Quelle mouche a piqué Philippe Besson ? Après tant d'autres, pris dans les rets du pouvoir, il quitterait la défroque de romancier du sensible pour enfiler la livrée d'hagiographe béat du Président ?
"De-ci de-là, cahin-caha, va trottine, va chemine, va petit âne, va de-ci de-là cahin
Méfions-nous des simplifications...
Ce "personnage de roman" est plutôt joliment ficelé, souvent drôle (l'écrivain ne nous a pas habitués à l'humour) et parvient à rester haletant en décrivant des faits déjà vécus et surabondamment commentés. Besson multiplie les précautions oratoires pour nous convaincre de sa parfaite objectivité mais on le sent ému par son grand homme, même s'il lui décoche quelques venimeuses sagettes : Macron décide seul, Macron n'a pas d'amis, etc.

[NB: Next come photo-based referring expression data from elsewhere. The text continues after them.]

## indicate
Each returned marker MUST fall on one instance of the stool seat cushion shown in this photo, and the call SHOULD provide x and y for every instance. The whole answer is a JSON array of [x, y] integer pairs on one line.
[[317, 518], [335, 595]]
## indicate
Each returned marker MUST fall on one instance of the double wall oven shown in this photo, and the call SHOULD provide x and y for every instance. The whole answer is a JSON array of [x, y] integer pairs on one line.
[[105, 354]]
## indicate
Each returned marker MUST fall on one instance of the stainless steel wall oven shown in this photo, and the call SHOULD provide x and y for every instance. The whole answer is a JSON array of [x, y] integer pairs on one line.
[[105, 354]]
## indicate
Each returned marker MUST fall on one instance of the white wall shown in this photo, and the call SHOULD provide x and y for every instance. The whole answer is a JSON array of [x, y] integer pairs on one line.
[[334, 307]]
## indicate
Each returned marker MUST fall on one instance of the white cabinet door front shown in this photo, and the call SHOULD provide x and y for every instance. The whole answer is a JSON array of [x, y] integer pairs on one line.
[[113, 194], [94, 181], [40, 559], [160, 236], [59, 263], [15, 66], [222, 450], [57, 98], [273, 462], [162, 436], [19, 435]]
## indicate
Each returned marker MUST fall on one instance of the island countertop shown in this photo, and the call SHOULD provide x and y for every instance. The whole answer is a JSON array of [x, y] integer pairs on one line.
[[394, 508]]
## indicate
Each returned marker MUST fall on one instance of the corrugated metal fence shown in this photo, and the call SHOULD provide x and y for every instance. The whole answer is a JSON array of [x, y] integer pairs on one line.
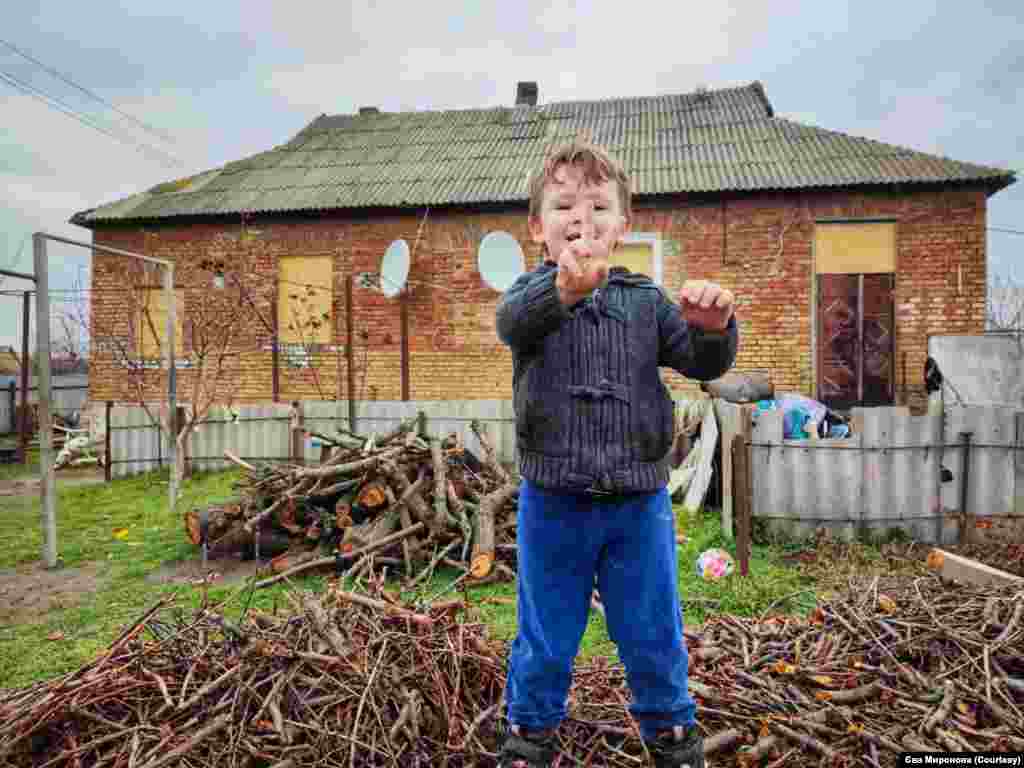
[[263, 432], [889, 474]]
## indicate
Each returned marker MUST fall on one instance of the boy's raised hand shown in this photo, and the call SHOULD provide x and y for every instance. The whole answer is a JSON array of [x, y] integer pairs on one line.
[[706, 304], [579, 272]]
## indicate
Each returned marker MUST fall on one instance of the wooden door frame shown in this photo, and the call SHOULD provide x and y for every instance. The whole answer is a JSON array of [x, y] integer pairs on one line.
[[813, 288], [654, 242]]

Confronté aux brutalités politiques, Philippe Besson aiguise ses coutelas et tranche dans le vif, se métamorphosant en champion du couple présidentiel : Anne Sinclair est ainsi assassinée en quelques mots (et on ne la plaindra pas). Évoquant un article pondu par la dodue en mohair, on s'amuse à lire sous la plume vengeresse de notre homme-lige "Ce portrait au vitriol concentre le plus détestable : le désir de nuire (...), la fausse information (...), la misogynie (qui n'est pas l'apanage des hommes), le crédit apporté aux ragots. Il est vrai qu'avoir été l'épouse de M. Strauss-Kahn pendant plus de vingt ans vous qualifie pour donner des leçons d'élégance."

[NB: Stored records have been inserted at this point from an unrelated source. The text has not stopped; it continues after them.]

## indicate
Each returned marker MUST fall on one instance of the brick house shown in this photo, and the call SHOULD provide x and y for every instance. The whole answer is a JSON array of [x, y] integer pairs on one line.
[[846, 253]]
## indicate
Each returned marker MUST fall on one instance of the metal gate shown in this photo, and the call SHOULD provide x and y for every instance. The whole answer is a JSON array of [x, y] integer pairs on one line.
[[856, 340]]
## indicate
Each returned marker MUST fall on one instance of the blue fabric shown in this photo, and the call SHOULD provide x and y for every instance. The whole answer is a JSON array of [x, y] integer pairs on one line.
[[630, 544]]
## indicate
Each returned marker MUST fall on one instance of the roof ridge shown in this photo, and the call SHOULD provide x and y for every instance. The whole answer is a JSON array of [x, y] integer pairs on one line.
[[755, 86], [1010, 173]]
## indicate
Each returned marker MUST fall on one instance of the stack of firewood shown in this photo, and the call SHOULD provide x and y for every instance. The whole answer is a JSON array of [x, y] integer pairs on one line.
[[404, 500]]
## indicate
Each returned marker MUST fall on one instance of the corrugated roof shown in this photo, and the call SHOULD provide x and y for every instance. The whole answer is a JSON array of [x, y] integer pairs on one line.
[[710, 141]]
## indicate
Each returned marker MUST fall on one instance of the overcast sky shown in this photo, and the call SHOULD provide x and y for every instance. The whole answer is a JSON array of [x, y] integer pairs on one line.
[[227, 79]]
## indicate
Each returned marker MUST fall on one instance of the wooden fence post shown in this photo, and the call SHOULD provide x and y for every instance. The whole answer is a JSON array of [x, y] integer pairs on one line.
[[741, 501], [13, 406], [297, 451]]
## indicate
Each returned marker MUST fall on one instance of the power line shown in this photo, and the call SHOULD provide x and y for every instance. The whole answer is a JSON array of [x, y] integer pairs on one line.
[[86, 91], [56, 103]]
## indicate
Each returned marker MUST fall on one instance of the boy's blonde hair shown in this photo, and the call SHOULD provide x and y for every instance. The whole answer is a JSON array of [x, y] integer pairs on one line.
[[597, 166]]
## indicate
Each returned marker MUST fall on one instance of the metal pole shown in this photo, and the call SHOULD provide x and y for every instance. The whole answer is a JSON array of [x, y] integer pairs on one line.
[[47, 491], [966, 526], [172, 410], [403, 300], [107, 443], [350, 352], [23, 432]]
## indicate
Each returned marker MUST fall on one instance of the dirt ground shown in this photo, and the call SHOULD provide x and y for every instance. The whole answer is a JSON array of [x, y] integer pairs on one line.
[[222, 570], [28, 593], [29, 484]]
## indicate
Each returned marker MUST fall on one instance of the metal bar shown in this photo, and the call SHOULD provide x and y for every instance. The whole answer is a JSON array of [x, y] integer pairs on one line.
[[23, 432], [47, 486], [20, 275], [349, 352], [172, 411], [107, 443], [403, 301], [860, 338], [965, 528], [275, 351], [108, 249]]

Un mystère demeure : quels sont les liens véritables qui unissent Emmanuel M. (comme le nomme Besson, durassien invétéré) et le romancier ? Ceux d'un modèle à son peintre ? d'une diva à son adulateur ? d'un écrivain avorté à un auteur reconnu ? d'un ami à un autre ? Les dialogues entre les deux hommes sont empreints de respect mais littéraires et construits, ils manquent étrangement de naturel.
Flirtant avec une neutralité bienvenue, évitant le piège d'une partialité fanatique, le dernier ouvrage de mon cher Philippe m'a amusé, intéressé, conquis ou exaspéré parfois mais ne m'a jamais laissé indifférent. Je n'y ai pas reconnu ma petite musique chérie même si, il faut le reconnaître, toutes les notes étaient présentes.
NB : D'autres titres, parmi la bibliographie du romancier, auraient pu convenir pour intituler cet opus... "Les jours fragiles", "Un instant d'abandon", "Un homme accidentel", "Vivre vite", "Arrête avec tes mensonges". Finalement on n'écrit toujours qu'un seul et même livre!